WellSaid Labs, whose tools produce synthetic speech that could be mistaken for reality, raised $ 10 million for the Series A to help grow the business. The company’s homemade text-to-speech engine works faster than real-time, producing natural-sounding clips of pretty much any length, from quick snippets to hour-long readings.
WellSaid emerged from the Allen Institute for AI Incubator in 2019, and its goal was to create synthetic voices that wouldn’t sound as robotic for general business purposes such as training and marketing content.
The company initially achieved this by basing its solution on Tacotron, a language engine developed by Google and academic researchers. But soon it had built its own that was more efficient, produced more compelling voices, and could produce clips of any length. Talking machines often turn off after a few sentences, lapse into chatter, or lose the tone, but WellSaid read Mary Shelley’s Frankenstein without any hiccups.
The voices were good enough for the audience to rate them as human or as good as human – not something to be said about the usual virtual assistant suspects when they speak more than a handful of words. Additionally, speech was generated significantly faster than real-time, where other high-quality options often ran at a tenth of real-time or slower – meaning three minutes of speech would take a minute from WellSaid and half an hour or more from Tacotron.
Finally, the system enables the creation of new “voice avatars” based on existing speakers, such as a trusted company spokesperson or voice-over artist. It originally took around 20 hours of audio to model their quirks and vocal style, but now it can be done in just 2 hours, said CEO Matt Hocking.
The company is currently strictly business-oriented, which means there is no user-oriented app to digitize your voice into an avatar or anything like that. There are risks involved and no realistic business model for it, so that’s off the table for now.

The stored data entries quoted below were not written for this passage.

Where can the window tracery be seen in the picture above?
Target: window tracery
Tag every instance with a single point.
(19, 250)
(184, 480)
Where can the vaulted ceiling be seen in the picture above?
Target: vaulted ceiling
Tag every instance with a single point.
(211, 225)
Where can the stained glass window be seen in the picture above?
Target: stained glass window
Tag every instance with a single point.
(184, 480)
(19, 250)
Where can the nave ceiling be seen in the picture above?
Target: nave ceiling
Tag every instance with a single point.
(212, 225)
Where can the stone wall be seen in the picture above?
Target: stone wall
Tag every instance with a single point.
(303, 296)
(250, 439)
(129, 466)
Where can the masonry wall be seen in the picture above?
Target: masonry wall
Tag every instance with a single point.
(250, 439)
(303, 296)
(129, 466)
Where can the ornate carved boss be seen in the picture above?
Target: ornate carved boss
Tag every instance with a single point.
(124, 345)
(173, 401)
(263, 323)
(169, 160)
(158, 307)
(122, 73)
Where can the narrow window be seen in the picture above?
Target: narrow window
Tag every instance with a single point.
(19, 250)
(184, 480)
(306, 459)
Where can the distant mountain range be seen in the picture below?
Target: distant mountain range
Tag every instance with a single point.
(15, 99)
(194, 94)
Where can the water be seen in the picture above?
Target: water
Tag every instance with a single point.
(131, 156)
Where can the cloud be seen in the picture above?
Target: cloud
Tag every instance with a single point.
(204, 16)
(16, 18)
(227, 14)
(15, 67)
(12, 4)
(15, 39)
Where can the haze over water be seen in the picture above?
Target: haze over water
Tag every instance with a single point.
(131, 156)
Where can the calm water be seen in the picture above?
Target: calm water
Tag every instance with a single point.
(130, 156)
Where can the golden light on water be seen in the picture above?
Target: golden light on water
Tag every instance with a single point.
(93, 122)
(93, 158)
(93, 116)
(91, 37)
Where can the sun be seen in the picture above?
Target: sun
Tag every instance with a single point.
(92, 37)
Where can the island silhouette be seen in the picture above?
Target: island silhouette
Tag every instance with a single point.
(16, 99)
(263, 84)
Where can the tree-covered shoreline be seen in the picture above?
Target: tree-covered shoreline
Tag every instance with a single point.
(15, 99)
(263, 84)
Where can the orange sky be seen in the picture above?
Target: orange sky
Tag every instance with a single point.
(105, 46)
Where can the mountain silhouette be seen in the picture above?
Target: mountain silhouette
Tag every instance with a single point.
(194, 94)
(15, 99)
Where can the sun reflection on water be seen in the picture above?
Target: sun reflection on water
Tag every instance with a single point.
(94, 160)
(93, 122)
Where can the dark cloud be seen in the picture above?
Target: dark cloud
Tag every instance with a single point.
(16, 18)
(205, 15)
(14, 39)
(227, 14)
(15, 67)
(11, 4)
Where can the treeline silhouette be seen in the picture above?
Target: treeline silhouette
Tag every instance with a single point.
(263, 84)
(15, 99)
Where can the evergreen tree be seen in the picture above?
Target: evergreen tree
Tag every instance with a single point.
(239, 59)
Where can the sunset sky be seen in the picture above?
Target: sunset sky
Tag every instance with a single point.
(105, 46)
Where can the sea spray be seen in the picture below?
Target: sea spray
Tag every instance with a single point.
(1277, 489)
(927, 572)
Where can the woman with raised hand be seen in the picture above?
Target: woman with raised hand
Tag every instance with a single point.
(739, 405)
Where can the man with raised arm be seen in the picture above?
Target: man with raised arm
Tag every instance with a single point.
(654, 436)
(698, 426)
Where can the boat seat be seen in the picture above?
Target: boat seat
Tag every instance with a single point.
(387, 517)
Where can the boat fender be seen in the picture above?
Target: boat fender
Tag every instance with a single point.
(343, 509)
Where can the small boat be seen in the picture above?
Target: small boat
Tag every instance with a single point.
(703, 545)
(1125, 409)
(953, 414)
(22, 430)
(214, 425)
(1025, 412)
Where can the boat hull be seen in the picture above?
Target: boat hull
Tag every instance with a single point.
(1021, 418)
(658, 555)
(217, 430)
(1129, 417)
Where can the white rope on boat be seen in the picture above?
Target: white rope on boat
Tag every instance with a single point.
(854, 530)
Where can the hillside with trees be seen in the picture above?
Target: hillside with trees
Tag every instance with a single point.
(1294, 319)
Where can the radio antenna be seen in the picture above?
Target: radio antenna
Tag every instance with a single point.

Such a realistic voice could still be of tremendous help to people with disabilities, but Hocking admits but admits they are not quite ready to deal with it just yet.
“We are committed to expanding access to this technology so that non-verbal communicators, nonprofits and others can benefit from it,” he said.
In the meantime, the company has grown from its first market, corporate training videos, to marketing, longer texts, interactive products with extensive texts and app experience. It is hoped that the talent on which these avatars are based will be adequately compensated for creating a digital representation of their voice.
The oversubscribed $ 10 million round was led by FUSE, with the participation of repeat investor Voyager, Qualcomm Ventures LLC and GoodFriends, all of whom were likely impressed with the product and business growth. Synthetic voices served a handful of popular use cases, but the content wasn’t huge – so there’s plenty of room to grow. The company will invest the money in deepening its product offering and expanding the team.